Ernst Kugler: «Stehen Maschinen still, ist es ein totes Museum!»
PERSÖNLICH Ernst Kugler, 78, absolvierte in den 1960er-Jahren seine Maschinenschlosserlehre bei Saurer in Arbon. Nach einer beeindruckenden Karriere engagiert er sich seit mehreren Jahren im Saurer-Museum, wo er Besuchergruppen durch die Ausstellung führt und den gesamten Textilbereich verantwortet.

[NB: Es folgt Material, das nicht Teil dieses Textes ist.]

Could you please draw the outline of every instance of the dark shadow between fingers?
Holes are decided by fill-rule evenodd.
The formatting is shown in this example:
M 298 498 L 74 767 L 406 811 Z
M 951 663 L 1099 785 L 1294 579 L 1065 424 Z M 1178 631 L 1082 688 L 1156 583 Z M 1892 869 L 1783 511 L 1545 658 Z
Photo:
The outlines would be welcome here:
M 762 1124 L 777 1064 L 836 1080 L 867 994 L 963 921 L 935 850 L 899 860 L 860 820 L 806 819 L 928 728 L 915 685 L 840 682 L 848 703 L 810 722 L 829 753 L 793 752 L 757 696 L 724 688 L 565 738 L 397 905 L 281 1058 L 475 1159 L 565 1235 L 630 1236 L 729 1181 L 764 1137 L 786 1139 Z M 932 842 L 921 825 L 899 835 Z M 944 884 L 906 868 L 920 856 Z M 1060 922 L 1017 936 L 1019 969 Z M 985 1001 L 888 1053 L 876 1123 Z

«Im Saurer-Museum gibt es einen Bereich für Lkw und Motoren, und einen für Web- und Stickmaschinen, für den ich verantwortlich bin», erklärt Ernst Kugler und führt aus: «Ich sorge dafür, dass die Maschinen laufen, und prüfe, welche wir noch in die Sammlung aufnehmen möchten.»
Aufgewachsen auf einem Bauernhof in Arbon, ist Kugler einer von 100 Jugendlichen, die in den 1960er-Jahren jedes Jahr bei Saurer ihre Lehre beginnen. «Nach einem Jahr konnte man sich entscheiden, ob man als klassischer Maschinenschlosser und Werkzeugmacher, auf Lastwagen und Motoren, oder auf Stick- und Webmaschinen ausgebildet werden wollte», erinnert sich Kugler. «Ich habe mich für Stickerei und Weberei entschieden.»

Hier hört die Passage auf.